- Directed by: Dan Bessie
- Written by: Dan Bessie
- Based on: Bread and a Stone by Alvah Bessie
- Produced by: Helen Garvy
- Starring: J. E. Freeman; Ellen Geer; Barry Corbin;
- Cinematography: David Myers
- Edited by: Susan Heick
- Music by: Ernie Sheldon
- Distributed by: New World Pictures
- Release date: August 27, 1986 (New York City);
- Running time: 98 minutes 99 minutes
- Country: United States
- Language: English

= Hard Traveling =

Hard Traveling is a 1986 American drama film written and directed by Dan Bessie and starring J. E. Freeman, Ellen Geer and Barry Corbin.
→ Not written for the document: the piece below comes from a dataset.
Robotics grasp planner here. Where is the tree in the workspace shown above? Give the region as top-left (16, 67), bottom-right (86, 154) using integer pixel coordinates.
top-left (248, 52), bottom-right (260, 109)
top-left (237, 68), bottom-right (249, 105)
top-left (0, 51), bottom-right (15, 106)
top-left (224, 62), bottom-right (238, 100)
It is based on the 1941 novel Bread and a Stone by Alvah Bessie, the father of Dan Bessie.

==Premise==
Illiterate and unemployed, Ed Sloan marries widowed schoolteacher Norah Gilbert and becomes the stepfather of her two sons; but after not being able to find employment, Ed ends up murdering a businessman.

==Cast==
- J. E. Freeman as Ed Sloan
- Ellen Geer as Norah Gilbert Sloan
- Barry Corbin as Frank Burton
- James Gammon as Sergeant Slattery
- Jim Haynie as Lieutenant Fisher
- Charles Martinet as District Attorney Cobb
- W. Scott DeVenney as Bill Gilbert

==Reception==
Walter Goodman of The New York Times gave the film a negative review and wrote, "A true story? Sure. It's true to an ideology-generated fiction that was always false to life and to art."

Kevin Thomas of the Los Angeles Times also gave it a negative review and wrote that the film "is all the more disappointing because it so clearly could have been so much better."